FedSGT: Exact Federated Unlearning via Sequential Group-based Training
Bokang Zhang, Hong Guan, Hong kyu Lee, Ruixuan Liu, Jia Zou, Li Xiong
TL;DR
This work addresses the challenge of exact unlearning in federated learning by introducing FedSGT, which partitions client data into uniform groups and trains multiple lightweight PEFT modules sequentially across several group permutations. Exact unlearning is achieved by deactivating the modules linked to the deleted data, avoiding retraining, while multiple training sequences preserve model utility under accumulating deletions.
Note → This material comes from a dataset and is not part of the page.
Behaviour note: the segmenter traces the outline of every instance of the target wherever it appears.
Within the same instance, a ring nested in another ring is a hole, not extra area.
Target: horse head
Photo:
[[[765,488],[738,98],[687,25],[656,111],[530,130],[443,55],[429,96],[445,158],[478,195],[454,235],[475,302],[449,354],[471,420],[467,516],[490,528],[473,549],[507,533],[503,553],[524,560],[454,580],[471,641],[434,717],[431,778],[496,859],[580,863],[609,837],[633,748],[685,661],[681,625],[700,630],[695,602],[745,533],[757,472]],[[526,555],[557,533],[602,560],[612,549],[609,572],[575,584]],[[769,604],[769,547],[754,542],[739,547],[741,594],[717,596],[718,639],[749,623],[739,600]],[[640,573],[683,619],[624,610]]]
The authors provide theoretical analyses of deletion rate, performance guarantees, and overhead, and validate FedSGT empirically across vision and language tasks, showing longer service maintenance with comparable accuracy and efficiency to strong baselines. Ablation studies confirm robustness to data heterogeneity and parameter choices, demonstrating FedSGT’s practical viability for compliant, privacy-preserving FL with repeated unlearning requests.
Abstract
Federated Learning (FL) enables collaborative, privacy-preserving model training, but supporting the "Right to be Forgotten" is especially challenging because data influences the model through distributed and interleaved client updates. Existing exact unlearning methods typically require frequent retraining from scratch, resulting in high communication cost and long service downtime. To address this, we propose Federated Sequential Group-based Training (FedSGT), an exact unlearning framework for FL. FedSGT partitions the data into uniform groups, and each client may participate in multiple groups. To control communication overhead, each client can limit the number of groups it contributes to. FedSGT then trains multiple sequences of Parameter-Efficient Fine-Tuning (PEFT) modules, each corresponding to a different group permutation. Since the PEFT modules are lightweight and maintained server-side, FedSGT isolates the influence of different data groups into independent modules without incurring significant storage overhead and communication cost. Exact unlearning is thus achieved instantly by deactivating the modules corresponding to the group containing the unlearned data. Furthermore, using multiple training sequences helps maintain high model utility as deletion requests accumulate. We provide a rigorous theoretical analysis of both the deletion rate -- expected number of deletions before retraining is needed -- and the expected model performance. Experiments on various tasks demonstrate that FedSGT achieves a significantly longer service maintenance under multiple unlearning requests while maintaining comparable learning performance and training efficiency to other exact unlearning baselines. Extensive ablation studies validate the robustness of our method across a wide range of parameter settings.